QUEENS, N.Y. (May 16, 2013) – Elected officials, clergy and Southeast Queens residents tonight called for community input and fair treatment of sub-contracted workers as JFK Airport expands and Delta Airlines renovates a major terminal.
“I read in the paper the other day that Delta Airlines is doing quite well these days, that it is turning profits and paying its shareholders dividends,” City Council member Donovan Richards said. “The question I have is: Where are the dividends for our communities? Where are the good jobs they promised us when we gave them tax-exempt financing to expand and renovate Terminal 4 at Kennedy Airport?”
Richards, State Senator James Sanders, City Council Member Leroy Comrie, New York Communities For Change members, airport workers, civic associations, clergy leaders and residents attended the community forum at Maranatha Baptist Church in Queens Village.
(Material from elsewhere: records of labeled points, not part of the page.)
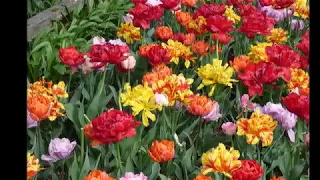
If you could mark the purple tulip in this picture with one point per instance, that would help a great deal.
(132, 176)
(297, 25)
(213, 115)
(286, 119)
(59, 149)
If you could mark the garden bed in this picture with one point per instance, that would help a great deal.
(171, 89)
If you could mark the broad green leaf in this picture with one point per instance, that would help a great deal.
(186, 160)
(155, 171)
(74, 169)
(178, 171)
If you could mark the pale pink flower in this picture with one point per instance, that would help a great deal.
(127, 18)
(162, 99)
(31, 122)
(153, 2)
(129, 63)
(229, 128)
(307, 139)
(87, 65)
(244, 103)
(214, 114)
(98, 40)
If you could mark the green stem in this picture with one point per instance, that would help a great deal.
(119, 158)
(231, 138)
(38, 140)
(259, 154)
(82, 146)
(129, 77)
(103, 79)
(87, 118)
(70, 78)
(217, 48)
(119, 101)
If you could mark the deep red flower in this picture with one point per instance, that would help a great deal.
(211, 9)
(298, 104)
(179, 37)
(71, 57)
(223, 38)
(255, 75)
(282, 55)
(304, 45)
(257, 23)
(98, 53)
(158, 55)
(117, 53)
(250, 170)
(143, 14)
(219, 24)
(112, 126)
(247, 9)
(170, 4)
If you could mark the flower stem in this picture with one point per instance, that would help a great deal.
(103, 79)
(129, 77)
(217, 48)
(70, 78)
(119, 158)
(119, 100)
(38, 133)
(82, 146)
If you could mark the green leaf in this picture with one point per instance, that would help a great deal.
(74, 169)
(86, 166)
(86, 94)
(114, 94)
(186, 160)
(178, 171)
(296, 171)
(150, 135)
(188, 130)
(155, 171)
(72, 113)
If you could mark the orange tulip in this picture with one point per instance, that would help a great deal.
(183, 18)
(39, 106)
(240, 63)
(98, 175)
(276, 178)
(189, 39)
(161, 151)
(164, 33)
(144, 49)
(202, 177)
(190, 3)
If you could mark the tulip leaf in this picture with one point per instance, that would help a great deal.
(86, 166)
(186, 160)
(74, 169)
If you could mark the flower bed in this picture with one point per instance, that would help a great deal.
(189, 90)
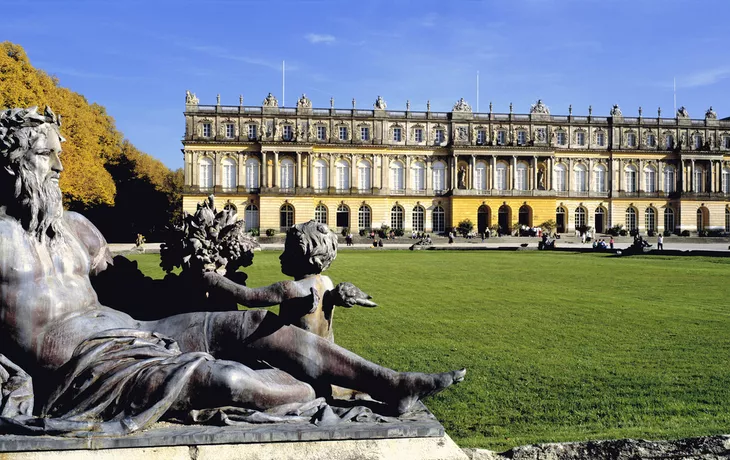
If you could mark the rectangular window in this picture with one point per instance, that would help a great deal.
(439, 136)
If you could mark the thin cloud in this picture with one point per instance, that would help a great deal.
(320, 38)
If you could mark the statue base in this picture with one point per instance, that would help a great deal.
(414, 436)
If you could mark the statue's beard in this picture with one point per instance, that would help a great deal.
(41, 205)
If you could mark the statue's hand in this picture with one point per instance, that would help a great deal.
(348, 295)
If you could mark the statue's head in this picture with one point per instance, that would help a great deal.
(309, 249)
(30, 167)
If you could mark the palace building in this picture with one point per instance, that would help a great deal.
(427, 171)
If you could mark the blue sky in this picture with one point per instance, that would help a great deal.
(137, 58)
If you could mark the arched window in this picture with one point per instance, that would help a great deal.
(286, 172)
(418, 219)
(363, 176)
(252, 173)
(631, 219)
(363, 217)
(343, 175)
(580, 217)
(396, 177)
(251, 217)
(418, 176)
(206, 173)
(320, 175)
(561, 177)
(343, 216)
(229, 174)
(669, 219)
(599, 175)
(669, 174)
(439, 176)
(320, 214)
(286, 217)
(481, 176)
(581, 179)
(521, 176)
(438, 217)
(630, 178)
(650, 219)
(650, 179)
(396, 217)
(501, 176)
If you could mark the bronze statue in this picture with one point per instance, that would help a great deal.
(97, 369)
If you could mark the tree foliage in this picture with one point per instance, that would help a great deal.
(121, 189)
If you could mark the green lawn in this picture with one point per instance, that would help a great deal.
(558, 346)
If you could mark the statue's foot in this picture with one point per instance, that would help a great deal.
(415, 386)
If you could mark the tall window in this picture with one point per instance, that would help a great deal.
(418, 214)
(363, 176)
(561, 178)
(320, 214)
(630, 178)
(320, 175)
(396, 176)
(286, 174)
(581, 179)
(252, 173)
(438, 217)
(439, 177)
(669, 174)
(599, 174)
(343, 175)
(580, 216)
(343, 216)
(396, 217)
(650, 219)
(501, 179)
(521, 176)
(649, 179)
(481, 176)
(631, 219)
(669, 219)
(229, 174)
(286, 217)
(418, 176)
(363, 217)
(206, 173)
(251, 217)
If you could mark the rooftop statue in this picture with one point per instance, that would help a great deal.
(304, 102)
(539, 107)
(380, 104)
(461, 106)
(271, 101)
(97, 370)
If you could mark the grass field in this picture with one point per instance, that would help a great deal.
(558, 346)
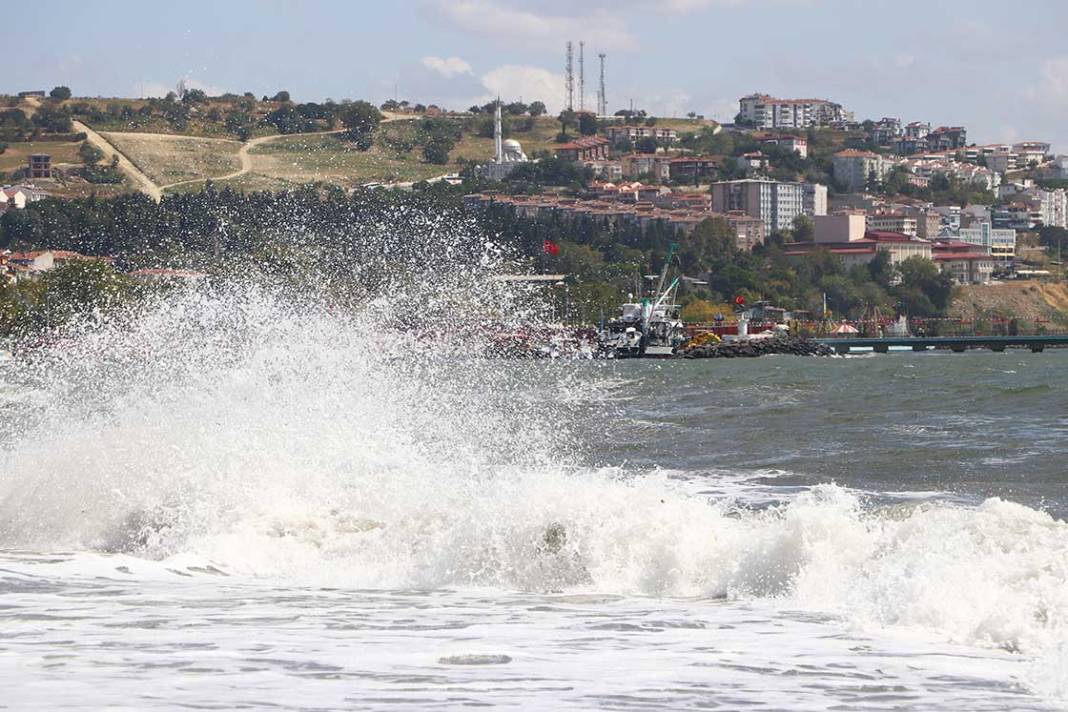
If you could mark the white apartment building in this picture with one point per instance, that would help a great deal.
(853, 169)
(999, 243)
(894, 222)
(767, 111)
(774, 203)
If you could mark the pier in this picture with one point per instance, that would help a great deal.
(956, 344)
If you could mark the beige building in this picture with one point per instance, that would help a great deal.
(767, 111)
(843, 226)
(774, 203)
(854, 169)
(893, 222)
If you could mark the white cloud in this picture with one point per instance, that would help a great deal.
(682, 6)
(600, 28)
(1052, 86)
(156, 89)
(448, 67)
(515, 81)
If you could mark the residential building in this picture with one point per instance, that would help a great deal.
(606, 170)
(17, 196)
(999, 243)
(1032, 152)
(856, 169)
(928, 222)
(864, 250)
(946, 138)
(796, 143)
(775, 203)
(839, 227)
(637, 165)
(962, 262)
(662, 135)
(916, 130)
(893, 222)
(749, 231)
(691, 169)
(886, 130)
(753, 160)
(1061, 167)
(766, 111)
(813, 199)
(583, 148)
(38, 165)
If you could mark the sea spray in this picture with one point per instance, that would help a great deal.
(364, 444)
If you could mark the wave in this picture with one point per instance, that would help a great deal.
(316, 446)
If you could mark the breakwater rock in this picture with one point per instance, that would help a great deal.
(756, 347)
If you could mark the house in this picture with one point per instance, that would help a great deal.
(963, 262)
(999, 243)
(946, 138)
(637, 165)
(584, 148)
(766, 111)
(795, 143)
(749, 231)
(754, 160)
(632, 133)
(886, 130)
(893, 222)
(863, 250)
(856, 169)
(606, 170)
(17, 196)
(775, 203)
(691, 169)
(38, 165)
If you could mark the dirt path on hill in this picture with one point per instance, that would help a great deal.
(147, 186)
(1025, 299)
(143, 183)
(242, 154)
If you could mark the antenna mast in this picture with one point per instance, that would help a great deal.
(582, 76)
(569, 78)
(601, 98)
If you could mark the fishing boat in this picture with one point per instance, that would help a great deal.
(649, 328)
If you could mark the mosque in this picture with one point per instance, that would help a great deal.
(507, 154)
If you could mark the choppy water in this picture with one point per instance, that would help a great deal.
(286, 511)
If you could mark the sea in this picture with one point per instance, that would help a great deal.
(240, 504)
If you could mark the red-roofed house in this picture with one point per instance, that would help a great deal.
(963, 262)
(584, 148)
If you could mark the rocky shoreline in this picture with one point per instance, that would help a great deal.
(757, 347)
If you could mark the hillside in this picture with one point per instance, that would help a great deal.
(169, 159)
(1026, 300)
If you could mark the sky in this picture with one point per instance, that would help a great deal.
(1000, 68)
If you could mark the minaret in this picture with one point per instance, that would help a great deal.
(498, 146)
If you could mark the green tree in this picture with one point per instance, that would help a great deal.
(90, 155)
(437, 149)
(194, 96)
(804, 231)
(587, 124)
(360, 120)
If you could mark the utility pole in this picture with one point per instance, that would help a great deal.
(582, 76)
(601, 98)
(569, 78)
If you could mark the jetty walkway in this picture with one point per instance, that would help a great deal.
(957, 344)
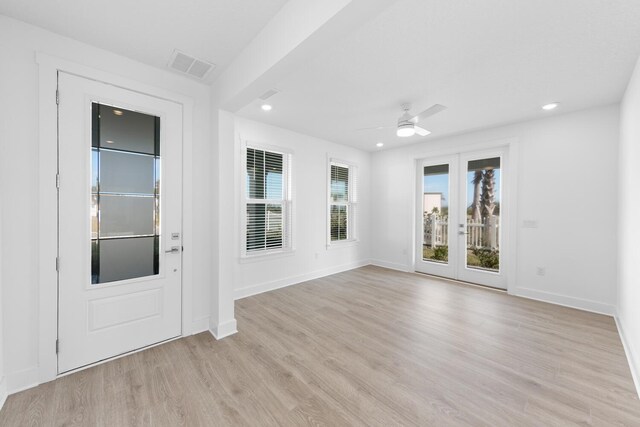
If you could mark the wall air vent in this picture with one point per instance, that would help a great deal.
(187, 64)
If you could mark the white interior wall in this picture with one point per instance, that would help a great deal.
(3, 383)
(19, 180)
(628, 224)
(566, 182)
(311, 257)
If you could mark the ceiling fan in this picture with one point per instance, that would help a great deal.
(407, 123)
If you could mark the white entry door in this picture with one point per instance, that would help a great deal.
(461, 217)
(120, 216)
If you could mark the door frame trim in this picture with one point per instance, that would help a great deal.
(510, 192)
(48, 67)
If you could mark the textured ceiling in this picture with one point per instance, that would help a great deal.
(149, 30)
(490, 62)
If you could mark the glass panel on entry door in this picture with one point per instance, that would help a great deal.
(125, 194)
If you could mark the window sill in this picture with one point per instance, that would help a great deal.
(257, 257)
(343, 244)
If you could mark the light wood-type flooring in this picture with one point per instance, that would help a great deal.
(367, 347)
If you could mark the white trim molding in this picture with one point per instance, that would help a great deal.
(224, 329)
(3, 391)
(405, 268)
(565, 300)
(294, 280)
(22, 380)
(199, 325)
(629, 352)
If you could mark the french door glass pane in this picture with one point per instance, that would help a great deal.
(435, 207)
(125, 194)
(483, 214)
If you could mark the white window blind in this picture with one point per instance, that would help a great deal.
(267, 219)
(342, 202)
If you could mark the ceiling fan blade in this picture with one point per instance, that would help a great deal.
(434, 109)
(373, 128)
(420, 131)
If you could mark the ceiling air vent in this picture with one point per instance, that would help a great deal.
(268, 94)
(189, 65)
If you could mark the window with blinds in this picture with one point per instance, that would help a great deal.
(267, 207)
(342, 204)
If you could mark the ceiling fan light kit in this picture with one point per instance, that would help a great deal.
(405, 129)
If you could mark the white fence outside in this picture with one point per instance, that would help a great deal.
(480, 234)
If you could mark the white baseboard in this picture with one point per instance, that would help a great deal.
(3, 391)
(293, 280)
(634, 366)
(392, 265)
(200, 325)
(224, 329)
(22, 380)
(566, 301)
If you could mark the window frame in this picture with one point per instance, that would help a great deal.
(286, 203)
(351, 204)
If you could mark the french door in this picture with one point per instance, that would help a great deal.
(120, 216)
(461, 217)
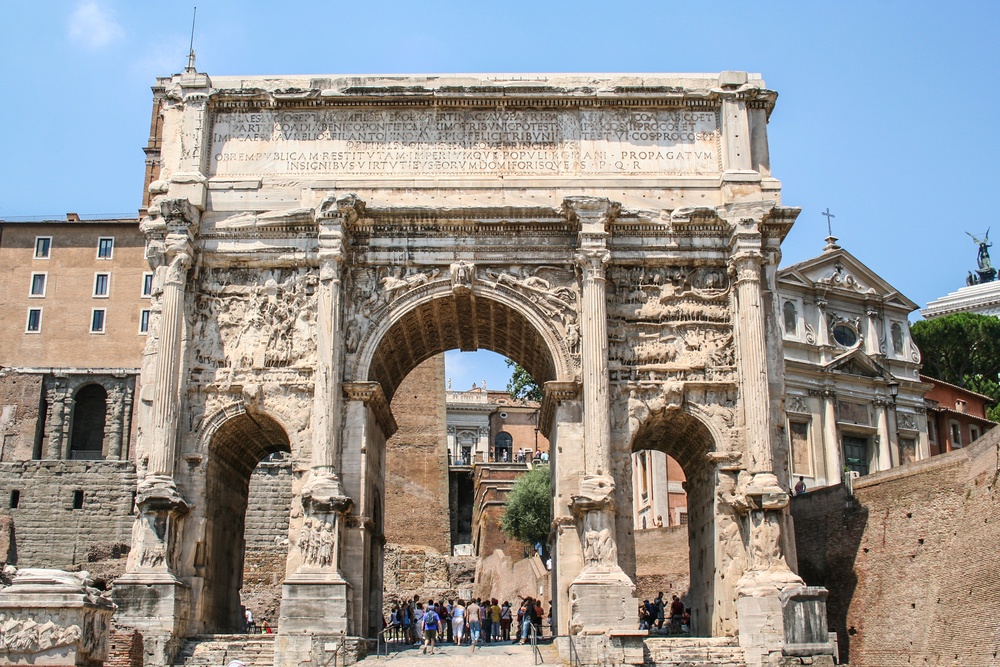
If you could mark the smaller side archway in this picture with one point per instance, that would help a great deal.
(686, 439)
(240, 441)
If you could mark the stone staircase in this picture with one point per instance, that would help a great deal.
(218, 650)
(694, 652)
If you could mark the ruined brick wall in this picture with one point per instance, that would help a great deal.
(124, 648)
(20, 399)
(662, 562)
(911, 562)
(45, 529)
(416, 478)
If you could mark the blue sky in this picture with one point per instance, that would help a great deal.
(888, 111)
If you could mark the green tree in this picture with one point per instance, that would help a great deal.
(963, 349)
(527, 514)
(522, 385)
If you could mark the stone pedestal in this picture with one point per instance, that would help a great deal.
(158, 606)
(315, 603)
(314, 618)
(51, 617)
(602, 602)
(805, 625)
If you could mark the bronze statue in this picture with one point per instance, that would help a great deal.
(985, 273)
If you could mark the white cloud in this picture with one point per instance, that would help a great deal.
(93, 26)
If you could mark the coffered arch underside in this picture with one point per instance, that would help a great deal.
(434, 318)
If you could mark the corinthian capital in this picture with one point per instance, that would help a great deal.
(332, 215)
(592, 259)
(745, 265)
(591, 210)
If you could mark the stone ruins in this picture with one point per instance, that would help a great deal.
(315, 238)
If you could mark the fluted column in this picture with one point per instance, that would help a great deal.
(884, 456)
(317, 597)
(181, 222)
(872, 346)
(761, 497)
(113, 430)
(831, 452)
(170, 248)
(752, 348)
(57, 396)
(327, 402)
(603, 597)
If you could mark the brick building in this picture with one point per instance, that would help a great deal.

Panelists included Civic Association representative Bonnie Huie; Paul Sonn, legal co-director of the National Employment Law Project (NELP); airport worker Tasleema Mohamed; Archbishop Russell James and community leader Richard Hogan.
Despite significant public investment in JFK, there are thousands of low-wage subcontracted airport service workers, working for the airlines and terminal operators like JFK IAT, which operates Terminal 4, struggling to get by on wages as low as $8 an hour with no meaningful benefits.
“JFK is a good place to work, but it could be better if we were provided with the wages and benefits that allow us to raise a family,” airport worker Tasleema Mohamed said. “I know that we are not directly hired by the airlines but, because they hire the contractors that employ us, they actually have a lot of power in how we are treated. The Port Authority should solve this problem by requiring all contractors at the airport to provide decent wages, affordable health care and paid sick leave.”
Sonn said the country “has seen a decimation of middle class jobs since 2007. He said most of the new positions in the past several years have been low-wage jobs.
“Airports are a microcosm of what has happened in our country’s economy,” Sonn said. “Decades ago, most airport jobs were good, union jobs. Through a combination of reducing the compensation of their direct employees and subcontracting out other services to private companies, airlines have profited on the backs of airport workers”
Airports in Los Angeles, San Francisco, Oakland, San Jose, Miami, St. Louis and Syracuse have living wage policies. For domestic carriers flying out of JFK, paying workers a living wage, with health benefits and paid sick leave would only be 1.2% of their annual revenue.”
In 2011, the median take-home salary for an airline subcontracted JFK airport worker was about $17,500. The national poverty level for a family of 4 is $23,550, almost 25% higher than what most JFK workers are earning.
Advocates say airlines and other terminal leaseholders at JFK Airport have benefited from over $2.1 billion in tax-exempt financing over the last decade, and just last month the IDA approved $200 million in tax-exempt financing for Delta Airlines’ expansion of Terminal 4.
“As we go forward, we have to ask the question who is looking out for us, looking out for people in our communities?” said NYCC member Roderine Denbow, who lives in Rosedale, Queens. “Poverty wages for the critical jobs at Kennedy Airport are not going to cut it. Airlines cannot continue building profits on the backs of our citizens, on our sweat, on our tears.”